In March 2022, a Pennsylvania man pleaded guilty to evading federal taxes. He failed to disclose over $13 million in income from the sale of almost 100 CryptoPunk NFTs. Waylon Wilcox, a 45-year-old of Avery, Idaho, was sentenced to a maximum of six years in prison for his tax-related offenses. His guilty plea is timely, coming just before the new IRS tax filing date of April 15.
If that’s the case, then Wilcox’s actions seem to be the first high-profile US tax evasion case linked to non-fungible tokens (NFTs). According to the US Attorney’s Office for the Middle District of Pennsylvania, Wilcox willfully concealed the questionable transactions. All of these activities happened from 2021 through the first part of 2022.
The Case Against Wilcox
An ongoing criminal probe recently revealed that one particularly prolific dealer—Waylon Wilcox—resold 97 of these CryptoPunks between 2021 and 2022 alone. This sale netted him over US$13 million in earnings. He did not report this income on his tax filings, resulting in approximately US$3.3 million in taxes he avoided paying. Under current IRS guidelines, the sale of your CryptoPunks would be a taxable event.

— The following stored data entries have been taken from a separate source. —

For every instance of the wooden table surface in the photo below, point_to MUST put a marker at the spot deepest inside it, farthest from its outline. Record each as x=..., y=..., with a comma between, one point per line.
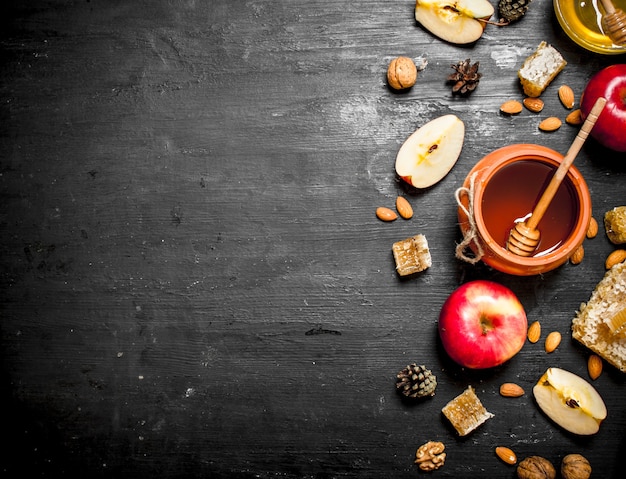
x=194, y=282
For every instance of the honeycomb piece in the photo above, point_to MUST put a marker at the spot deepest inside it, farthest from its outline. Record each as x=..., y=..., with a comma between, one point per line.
x=412, y=255
x=466, y=412
x=540, y=68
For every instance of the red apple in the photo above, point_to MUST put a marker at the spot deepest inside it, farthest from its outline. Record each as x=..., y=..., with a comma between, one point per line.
x=482, y=324
x=610, y=83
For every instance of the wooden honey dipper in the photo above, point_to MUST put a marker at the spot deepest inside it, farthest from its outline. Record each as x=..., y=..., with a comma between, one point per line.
x=524, y=236
x=614, y=23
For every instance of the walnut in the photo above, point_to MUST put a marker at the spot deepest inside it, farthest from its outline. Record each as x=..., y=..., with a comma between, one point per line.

The US Attorney’s Office for the Middle District of Pennsylvania prosecuted Wilcox. They found that in fact he had intentionally hidden the deals. With every bit of income that he failed to report, Wilcox committed an egregious violation of federal tax laws and is now facing serious legal consequences.
Wilcox allegedly withheld their profits made off the NFTs without collecting millions in taxes. At the same time, his girlfriend was raising funds on Facebook to pay expenses for her daughter’s beauty pageant. This fact makes it all the more ironic that the case was ever brought.
Legal Implications and Sentencing
Waylon Wilcox’s guilty plea will almost assuredly result in a reduced sentence for him under federal sentencing guidelines. He’s still looking at up to six years in jail at most for those tax-related offenses. In addition, he will probably be required to pay restitution for the taxes he was avoiding.
Sentencing for Wilcox has not yet been scheduled. In determining Wilcox’s sentence, the court will weigh a number of factors, including how much Wilcox evaded in taxes and whether Wilcox cooperated with the investigation.
This case serves as a warning to those involved in the cryptocurrency and NFT space about the importance of accurately reporting income and paying taxes.
A Symbolic Case
Waylon’s case is both symbolic and hilarious. His guilty plea was the ultimate slap in the face to the timing, as it landed just before this year’s April 15 IRS tax deadline. This is meant to emphasize that the IRS is taking an aggressive approach to cryptocurrency and NFT transactions.
This case should send a strong message that the IRS is serious about pursuing tax evasion in this rapidly evolving digital asset space. Those who try to evade taxes on crypto or NFT transactions will be criminally charged.